Outgoing President Barack Obama is leaving with the last data record of employment of 156,000 jobs added in December. The number added did not meet the 180,000 jobs that economists expected. Amid this disappointment, there is the brighter side as wage increased for workers.

The Washington Post noted that December 2016 marked the straight 75 months of job growth that the State had experience under the Obama administration. This record made by Obama was considered as the best streak record since 1939. More so, Obama took the office in the year 2009 during the Great Recession.

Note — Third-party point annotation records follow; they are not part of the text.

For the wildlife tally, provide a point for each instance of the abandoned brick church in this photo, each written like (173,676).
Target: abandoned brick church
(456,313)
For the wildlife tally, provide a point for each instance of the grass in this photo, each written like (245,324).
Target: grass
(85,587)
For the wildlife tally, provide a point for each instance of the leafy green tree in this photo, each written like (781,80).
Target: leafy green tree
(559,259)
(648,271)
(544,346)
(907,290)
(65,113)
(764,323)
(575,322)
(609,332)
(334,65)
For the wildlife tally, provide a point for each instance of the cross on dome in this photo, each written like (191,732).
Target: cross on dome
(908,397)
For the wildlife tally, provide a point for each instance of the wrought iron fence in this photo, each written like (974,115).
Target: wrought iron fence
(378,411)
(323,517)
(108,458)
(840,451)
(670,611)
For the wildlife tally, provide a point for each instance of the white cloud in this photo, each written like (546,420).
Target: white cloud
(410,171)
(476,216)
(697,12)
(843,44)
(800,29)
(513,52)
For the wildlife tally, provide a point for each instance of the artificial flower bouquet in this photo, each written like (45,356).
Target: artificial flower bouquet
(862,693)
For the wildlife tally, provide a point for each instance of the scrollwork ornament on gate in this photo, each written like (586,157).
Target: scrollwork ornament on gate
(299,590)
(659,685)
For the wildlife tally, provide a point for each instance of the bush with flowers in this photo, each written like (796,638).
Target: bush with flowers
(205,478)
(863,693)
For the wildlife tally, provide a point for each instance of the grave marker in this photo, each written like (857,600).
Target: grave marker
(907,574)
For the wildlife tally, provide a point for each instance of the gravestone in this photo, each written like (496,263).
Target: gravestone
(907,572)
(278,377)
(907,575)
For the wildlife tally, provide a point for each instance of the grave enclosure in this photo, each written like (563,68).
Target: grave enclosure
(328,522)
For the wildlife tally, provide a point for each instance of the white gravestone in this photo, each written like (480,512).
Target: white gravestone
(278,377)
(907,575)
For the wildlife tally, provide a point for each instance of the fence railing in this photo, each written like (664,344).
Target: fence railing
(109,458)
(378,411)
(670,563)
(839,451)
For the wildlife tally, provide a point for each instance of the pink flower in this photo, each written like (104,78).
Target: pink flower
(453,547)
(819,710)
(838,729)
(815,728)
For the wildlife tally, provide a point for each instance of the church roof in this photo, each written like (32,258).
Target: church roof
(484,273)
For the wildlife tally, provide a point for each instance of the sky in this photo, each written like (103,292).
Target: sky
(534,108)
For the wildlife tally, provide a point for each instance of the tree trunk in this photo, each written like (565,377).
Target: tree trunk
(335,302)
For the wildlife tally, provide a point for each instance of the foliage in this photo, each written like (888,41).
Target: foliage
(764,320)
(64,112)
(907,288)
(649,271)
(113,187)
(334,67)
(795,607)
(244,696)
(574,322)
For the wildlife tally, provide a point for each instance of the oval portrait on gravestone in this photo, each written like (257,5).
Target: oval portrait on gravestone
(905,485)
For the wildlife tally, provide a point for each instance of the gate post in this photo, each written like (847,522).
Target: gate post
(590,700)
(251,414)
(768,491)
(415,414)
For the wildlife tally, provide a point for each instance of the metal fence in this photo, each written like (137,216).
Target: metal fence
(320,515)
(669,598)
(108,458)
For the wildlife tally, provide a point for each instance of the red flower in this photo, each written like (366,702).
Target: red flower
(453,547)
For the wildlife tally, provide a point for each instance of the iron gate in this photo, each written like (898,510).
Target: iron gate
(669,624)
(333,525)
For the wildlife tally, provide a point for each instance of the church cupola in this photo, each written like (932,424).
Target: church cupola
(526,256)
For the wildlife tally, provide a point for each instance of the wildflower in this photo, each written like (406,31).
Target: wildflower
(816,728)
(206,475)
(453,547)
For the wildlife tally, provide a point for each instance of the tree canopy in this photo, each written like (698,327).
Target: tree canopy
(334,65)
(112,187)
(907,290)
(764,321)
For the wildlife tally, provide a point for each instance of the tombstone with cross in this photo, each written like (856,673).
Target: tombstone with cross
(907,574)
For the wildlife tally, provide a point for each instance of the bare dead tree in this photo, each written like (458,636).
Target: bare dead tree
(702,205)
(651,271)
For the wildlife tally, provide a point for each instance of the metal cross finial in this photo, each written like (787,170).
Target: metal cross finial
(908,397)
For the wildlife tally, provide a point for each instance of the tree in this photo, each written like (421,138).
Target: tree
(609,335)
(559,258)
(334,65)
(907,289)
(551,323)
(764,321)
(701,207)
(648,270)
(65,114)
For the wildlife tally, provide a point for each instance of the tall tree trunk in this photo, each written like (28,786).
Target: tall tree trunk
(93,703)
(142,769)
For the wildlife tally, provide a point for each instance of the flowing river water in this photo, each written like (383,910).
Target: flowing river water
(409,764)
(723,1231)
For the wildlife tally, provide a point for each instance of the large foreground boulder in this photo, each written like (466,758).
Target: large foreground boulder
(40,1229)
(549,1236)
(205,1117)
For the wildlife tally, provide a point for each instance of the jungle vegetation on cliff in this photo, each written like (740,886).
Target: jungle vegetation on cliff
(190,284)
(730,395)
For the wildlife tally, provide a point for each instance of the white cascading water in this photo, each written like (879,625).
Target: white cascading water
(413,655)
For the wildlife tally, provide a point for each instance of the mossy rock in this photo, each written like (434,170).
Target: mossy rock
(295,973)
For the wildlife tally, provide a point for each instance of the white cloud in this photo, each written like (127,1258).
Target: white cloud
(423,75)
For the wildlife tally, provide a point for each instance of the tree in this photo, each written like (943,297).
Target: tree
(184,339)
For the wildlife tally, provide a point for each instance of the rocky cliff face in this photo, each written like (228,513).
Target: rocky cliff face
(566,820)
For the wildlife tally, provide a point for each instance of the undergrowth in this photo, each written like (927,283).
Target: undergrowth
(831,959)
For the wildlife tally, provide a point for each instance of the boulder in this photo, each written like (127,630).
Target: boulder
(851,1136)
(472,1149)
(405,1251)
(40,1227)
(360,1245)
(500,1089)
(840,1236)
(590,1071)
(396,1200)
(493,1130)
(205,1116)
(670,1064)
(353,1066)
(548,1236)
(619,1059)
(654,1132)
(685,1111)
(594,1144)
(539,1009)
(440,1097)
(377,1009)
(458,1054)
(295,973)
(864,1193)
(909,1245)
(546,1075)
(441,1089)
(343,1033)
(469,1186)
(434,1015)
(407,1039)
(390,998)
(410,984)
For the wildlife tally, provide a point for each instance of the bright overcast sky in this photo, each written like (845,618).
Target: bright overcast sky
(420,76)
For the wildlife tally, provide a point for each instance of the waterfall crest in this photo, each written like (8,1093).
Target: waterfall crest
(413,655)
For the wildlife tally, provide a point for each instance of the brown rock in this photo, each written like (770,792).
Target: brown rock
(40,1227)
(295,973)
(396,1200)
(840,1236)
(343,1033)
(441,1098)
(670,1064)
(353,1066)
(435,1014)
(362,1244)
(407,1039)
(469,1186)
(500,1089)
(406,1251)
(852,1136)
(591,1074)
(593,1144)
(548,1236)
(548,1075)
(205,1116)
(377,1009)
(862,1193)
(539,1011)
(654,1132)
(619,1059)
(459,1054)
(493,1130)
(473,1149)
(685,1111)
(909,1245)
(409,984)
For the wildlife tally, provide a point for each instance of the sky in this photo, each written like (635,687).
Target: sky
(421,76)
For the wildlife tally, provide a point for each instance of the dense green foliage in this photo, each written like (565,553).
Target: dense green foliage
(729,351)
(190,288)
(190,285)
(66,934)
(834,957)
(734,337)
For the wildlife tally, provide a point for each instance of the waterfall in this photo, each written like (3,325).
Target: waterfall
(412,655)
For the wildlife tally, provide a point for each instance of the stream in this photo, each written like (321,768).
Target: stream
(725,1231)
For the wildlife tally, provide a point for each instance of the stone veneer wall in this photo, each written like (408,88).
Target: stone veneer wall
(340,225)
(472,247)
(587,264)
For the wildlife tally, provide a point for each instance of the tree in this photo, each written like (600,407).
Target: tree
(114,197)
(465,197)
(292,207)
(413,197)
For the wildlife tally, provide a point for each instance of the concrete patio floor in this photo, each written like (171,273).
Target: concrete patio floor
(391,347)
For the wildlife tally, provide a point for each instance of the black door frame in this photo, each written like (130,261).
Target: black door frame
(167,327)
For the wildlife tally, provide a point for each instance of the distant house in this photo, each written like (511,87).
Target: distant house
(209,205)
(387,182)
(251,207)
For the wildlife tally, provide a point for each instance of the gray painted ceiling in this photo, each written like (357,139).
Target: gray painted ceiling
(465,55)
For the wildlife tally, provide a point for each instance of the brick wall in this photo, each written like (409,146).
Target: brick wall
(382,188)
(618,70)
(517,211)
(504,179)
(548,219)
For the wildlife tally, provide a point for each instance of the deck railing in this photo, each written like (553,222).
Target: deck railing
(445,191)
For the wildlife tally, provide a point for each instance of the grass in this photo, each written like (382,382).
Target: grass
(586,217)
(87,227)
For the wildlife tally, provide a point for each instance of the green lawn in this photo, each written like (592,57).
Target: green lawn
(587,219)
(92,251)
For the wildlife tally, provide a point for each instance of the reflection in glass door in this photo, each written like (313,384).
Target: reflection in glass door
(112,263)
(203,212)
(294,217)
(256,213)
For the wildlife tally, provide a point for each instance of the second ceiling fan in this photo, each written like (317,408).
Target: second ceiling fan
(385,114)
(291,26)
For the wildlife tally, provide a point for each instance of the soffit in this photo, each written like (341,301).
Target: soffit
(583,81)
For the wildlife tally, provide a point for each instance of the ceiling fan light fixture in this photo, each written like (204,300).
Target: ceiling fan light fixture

In the recession of 2009, the recorded data was a 7.8 percent of the unemployment rate. But, at the end of 2016, Obama managed to slash that down to 4.7 percent, the second-largest unemployment rate drop in the U.S.

Moreover, December’s wage increase of 2.9 percent also hit the most solid increase wage since the recession on 2009, as CNN reported.

Meanwhile, some Republicans had a different view on the last job report of the Obama administration. Rep. Kevin Brady, R-Texas, stated, “While I welcome some of the bright spots in this report, it doesn't change the fact that 2016's job creation was the worst we've seen in years." He added, "President-elect Trump has reignited the American people's confidence in our economy because they understand that growing our economy is his first priority."

Of course, President-Elect Donald Trump promises that his platform would center on more American jobs and to bringing manufacturing jobs from other countries. Yet, there are still problems to overcome by the upcoming Trump administration.

Senior economist at the Economic Policy Institute, Elise Gould, stated that some people will continue to lag behind the State’s growth. What she meant were the people who lack skills and have less education attained. The unemployment rate among African Americans and Hispanics is still the pre-recession low.